The UK’s largest farmer-controlled arable marketing business, the Openfield Group, has posted a profit from its latest full year of trading, following two difficult years. The turnaround follows an acquisition and the return to more ‘normal’ national grain production levels.
The company has reported a pre-tax profit of £2.4 million on sales of £749m in the year to June 30th 2015, compared to a loss of £4.25m on sales of £743.6m in the previous year when reduced winter plantings led to a smaller national crop in 2013. The 2012/13 year saw a surplus of £31,000 on revenues of £709.8m, when the wettest year on record impacted both grain quality and yields for harvest 2012.
Borrowings for the year-end were £7.75 million, about £2m higher than the previous year, but “falling entirely within the working requirements of business and reflecting the point in the cash-flow cycle,” says the company, which says it is in a sound financial position and continues to operate without any core debt.
Grain volumes handled in the latest year rose by 19% to 4.3 million tonnes.
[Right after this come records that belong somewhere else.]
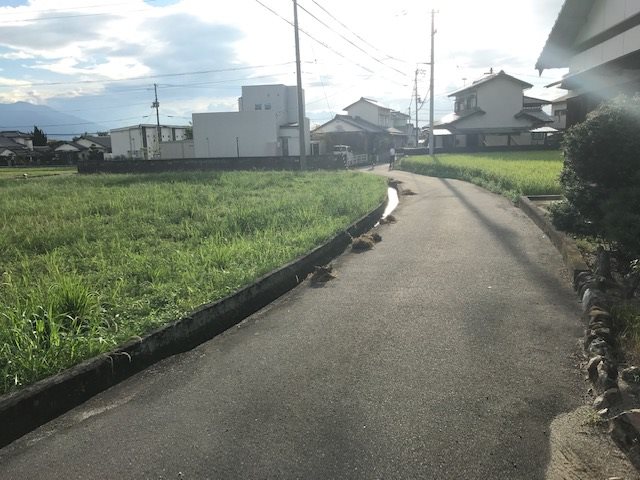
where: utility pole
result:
[415,68,420,148]
[429,10,436,157]
[151,83,162,158]
[293,0,307,170]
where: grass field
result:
[399,150,562,200]
[0,166,78,179]
[0,172,386,392]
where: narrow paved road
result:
[0,169,585,480]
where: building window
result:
[467,95,477,110]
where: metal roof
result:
[515,110,555,123]
[536,0,595,74]
[438,107,486,125]
[529,125,560,133]
[343,97,391,111]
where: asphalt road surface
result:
[0,167,586,480]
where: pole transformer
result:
[429,10,436,157]
[293,0,307,170]
[151,83,162,158]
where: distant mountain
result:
[0,102,109,140]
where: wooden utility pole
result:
[151,83,162,158]
[293,0,307,170]
[429,10,436,157]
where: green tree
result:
[553,95,640,289]
[33,125,47,147]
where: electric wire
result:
[298,4,406,77]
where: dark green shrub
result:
[549,200,595,235]
[560,96,640,254]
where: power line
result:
[298,4,405,76]
[311,0,408,64]
[255,0,404,86]
[0,62,295,88]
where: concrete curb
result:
[518,197,640,470]
[518,195,590,286]
[0,200,387,448]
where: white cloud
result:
[0,0,563,126]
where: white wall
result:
[193,110,280,158]
[239,85,304,125]
[110,125,187,159]
[111,129,143,158]
[76,138,106,151]
[280,118,311,156]
[550,102,567,130]
[575,0,640,44]
[456,77,531,129]
[569,0,640,72]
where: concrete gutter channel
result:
[518,195,640,469]
[0,195,388,448]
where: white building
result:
[434,71,553,148]
[110,124,188,160]
[193,85,310,158]
[536,0,640,127]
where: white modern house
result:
[110,124,188,160]
[193,85,310,158]
[75,135,111,154]
[536,0,640,127]
[434,70,553,149]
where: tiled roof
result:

This was helped by the above average yields from harvest 2014 and a return to UK grain exporting, plus Openfield’s acquisition of the Countrywide Farmers grain marketing business in December of that year. At the same time, the business re-integrated the transport and logistics function previously outsourced to DHL Supply Chain five years earlier.
“The headline numbers illustrate the scale of the turnaround,” states Openfield chairman Richard Beldam, who also farms in Worcestershire. “Clearly, the much improved harvest was helpful, but the executive management, led by chief executive James Dallas, are to be congratulated in achieving not only this result, but on refocusing activity for the long-term success of the business on behalf of members.”
Since the year end, Openfield has ceased to act as marketing partner for two members of the central store Openfield Network, Camgrain and Aberdeen Grain. Openfield says the grain business acquired from Countrywide Farmers more than makes up for the loss in volume from the two co-operatives.
“It is disappointing that other farmer-owned businesses chose not to share our vision for returning value to members,” notes Mr Beldam. “However, we are financially better for it and the reaction from consumers has been entirely positive. We remain committed to our co-operative principles of building long-term alliances with consumers for the benefit of UK farmers and are willing to welcome those farmers who share this philosophy with us.”
Mr Beldam adds that Openfield’s relationship with its other stores and groups “goes from strength to strength as the developments around the Southern hub of stores, the closer linkage with West Country Grain and the further investment in Angus Cereals clearly demonstrate”.
Openfield says its pool results were well received by members, while “shrewd capital management and good consumer relations” enabled it to pay its farmers an average nine days earlier than the previous year. “Farm businesses are under intense financial pressure and we have responded by doing what we can to ensure the timely transfer of funds,” concludes Mr Beldam.